Facing Facts on the PRC’s Environmental Realities and How the U.S. Can Lead in Energy Dominance and Environmental Progress
In one of his first actions as president, Joe Biden signed an executive order suspending new oil and gas leases on federal lands and reviewing existing operations. The alleged purpose was to restore balance to public lands operations and ensure the United States met its climate and clean energy goals. Nearly four years later, President Trump’s day-one executive order halted new renewable energy leasing on federal lands and waters to review “the questions in fact, law, and policy they raise.”
The subjective and unilateral decision by the Biden administration and the seemingly retaliatory move by the Trump administration symbolize the fundamental problems with U.S. energy policy. Resource and technology biases, policy favoritism, and regulatory pendulums that swing with party changes in the administration create uncertainty and distort well-functioning energy markets.
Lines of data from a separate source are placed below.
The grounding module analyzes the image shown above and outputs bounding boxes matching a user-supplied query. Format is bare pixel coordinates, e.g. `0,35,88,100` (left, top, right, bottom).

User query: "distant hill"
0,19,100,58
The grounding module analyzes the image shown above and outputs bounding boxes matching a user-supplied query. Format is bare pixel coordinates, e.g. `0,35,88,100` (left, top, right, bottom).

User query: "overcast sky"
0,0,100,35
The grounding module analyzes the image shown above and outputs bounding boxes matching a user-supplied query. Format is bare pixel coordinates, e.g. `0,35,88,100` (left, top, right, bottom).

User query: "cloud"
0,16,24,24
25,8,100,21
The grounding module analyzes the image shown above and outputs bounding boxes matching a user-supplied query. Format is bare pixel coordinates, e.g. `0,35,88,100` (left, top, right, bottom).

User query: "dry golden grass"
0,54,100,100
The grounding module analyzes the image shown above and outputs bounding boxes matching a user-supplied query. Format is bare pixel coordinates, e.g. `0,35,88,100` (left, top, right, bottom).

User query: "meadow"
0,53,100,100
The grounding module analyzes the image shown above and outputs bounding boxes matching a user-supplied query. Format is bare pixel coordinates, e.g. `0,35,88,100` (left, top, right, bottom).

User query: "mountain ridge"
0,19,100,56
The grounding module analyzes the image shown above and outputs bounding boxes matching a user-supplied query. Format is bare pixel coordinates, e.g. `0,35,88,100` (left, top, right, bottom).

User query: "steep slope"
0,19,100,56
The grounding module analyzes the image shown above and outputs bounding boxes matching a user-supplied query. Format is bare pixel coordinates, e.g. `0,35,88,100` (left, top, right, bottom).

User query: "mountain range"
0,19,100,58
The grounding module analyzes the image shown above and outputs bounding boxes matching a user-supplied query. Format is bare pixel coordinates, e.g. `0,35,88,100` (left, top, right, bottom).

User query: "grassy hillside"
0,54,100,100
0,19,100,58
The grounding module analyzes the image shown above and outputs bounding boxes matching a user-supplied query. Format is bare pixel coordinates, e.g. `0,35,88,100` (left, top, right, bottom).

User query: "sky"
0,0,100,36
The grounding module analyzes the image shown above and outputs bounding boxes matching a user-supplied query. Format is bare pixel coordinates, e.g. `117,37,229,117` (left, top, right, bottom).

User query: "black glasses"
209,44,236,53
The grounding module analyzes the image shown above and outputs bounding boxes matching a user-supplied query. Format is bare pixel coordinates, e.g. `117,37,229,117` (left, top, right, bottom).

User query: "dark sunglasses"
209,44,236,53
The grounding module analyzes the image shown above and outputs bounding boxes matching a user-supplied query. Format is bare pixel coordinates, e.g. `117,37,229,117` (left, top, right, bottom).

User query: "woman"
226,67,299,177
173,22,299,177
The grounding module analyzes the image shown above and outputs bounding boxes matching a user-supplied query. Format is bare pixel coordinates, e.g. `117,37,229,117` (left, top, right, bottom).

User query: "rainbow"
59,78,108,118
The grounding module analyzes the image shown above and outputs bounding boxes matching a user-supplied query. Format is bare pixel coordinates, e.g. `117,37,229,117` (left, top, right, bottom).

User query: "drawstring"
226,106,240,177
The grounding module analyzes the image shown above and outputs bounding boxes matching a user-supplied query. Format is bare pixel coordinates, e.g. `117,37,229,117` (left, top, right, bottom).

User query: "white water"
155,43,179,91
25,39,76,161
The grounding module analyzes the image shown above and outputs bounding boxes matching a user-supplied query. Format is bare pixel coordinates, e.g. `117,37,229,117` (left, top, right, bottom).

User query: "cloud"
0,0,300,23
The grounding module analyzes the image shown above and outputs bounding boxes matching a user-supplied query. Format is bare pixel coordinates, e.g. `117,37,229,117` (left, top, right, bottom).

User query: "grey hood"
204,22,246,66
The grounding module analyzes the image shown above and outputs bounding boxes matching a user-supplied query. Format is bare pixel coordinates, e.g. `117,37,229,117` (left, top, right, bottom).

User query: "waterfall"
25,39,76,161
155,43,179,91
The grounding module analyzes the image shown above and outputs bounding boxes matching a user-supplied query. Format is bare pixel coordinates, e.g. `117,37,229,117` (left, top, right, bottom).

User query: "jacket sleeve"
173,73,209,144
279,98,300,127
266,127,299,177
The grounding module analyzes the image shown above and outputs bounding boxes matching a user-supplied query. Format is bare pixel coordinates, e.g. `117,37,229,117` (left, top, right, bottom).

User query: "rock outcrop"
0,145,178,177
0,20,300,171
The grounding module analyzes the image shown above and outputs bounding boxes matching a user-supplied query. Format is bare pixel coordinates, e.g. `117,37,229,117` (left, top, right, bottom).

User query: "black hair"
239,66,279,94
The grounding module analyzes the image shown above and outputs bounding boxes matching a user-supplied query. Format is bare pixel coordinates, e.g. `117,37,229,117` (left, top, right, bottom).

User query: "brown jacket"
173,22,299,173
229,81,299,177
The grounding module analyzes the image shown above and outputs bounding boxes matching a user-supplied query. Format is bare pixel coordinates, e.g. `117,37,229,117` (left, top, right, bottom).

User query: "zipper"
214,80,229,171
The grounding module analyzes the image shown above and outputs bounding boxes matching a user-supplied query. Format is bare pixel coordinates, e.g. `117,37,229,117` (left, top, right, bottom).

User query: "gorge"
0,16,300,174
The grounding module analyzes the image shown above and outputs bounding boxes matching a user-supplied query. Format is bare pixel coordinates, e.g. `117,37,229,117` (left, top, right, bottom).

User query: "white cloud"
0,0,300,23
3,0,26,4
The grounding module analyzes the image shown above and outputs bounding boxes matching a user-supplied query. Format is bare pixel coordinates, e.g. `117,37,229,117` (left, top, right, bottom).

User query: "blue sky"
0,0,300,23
Despite these policy warts, American companies are global leaders in energy production and world-class innovators. Although the order of importance may differ, policymakers across the political spectrum have shared goals: Increasing energy reliability and security, making environmental progress, and out-competing China. Policymakers must be realistic about China on multiple fronts. China is no green energy darling. The country produces and consumes massive amounts of fossil fuels, particularly coal, without adequately deploying pollution control technologies. The country has a terrible environmental record and is by far the world’s largest carbon dioxide emitter.4 At the same time, China has strategically positioned itself to dominate clean energy markets by whatever means possible. Whether in solar photovoltaics, critical minerals processing, or nuclear energy, China has aggressively built out clean energy capabilities and is expanding investments worldwide. The PRC has also done a brilliant job at public relations, notably through its presence at the
annual COP meeting, positioning itself as the planet’s green savior.
Increasing energy affordability and security, empowering American-led innovation, and outperforming China require durable policy reforms. These reforms should open markets, reduce barriers to technological progress, modernize regulations, and support private and public innovation pipelines. Unleashing the private sector to meet our energy needs and environmental ambitions will maintain and expand America’s economic and geopolitical leverage as an energy-dominant country.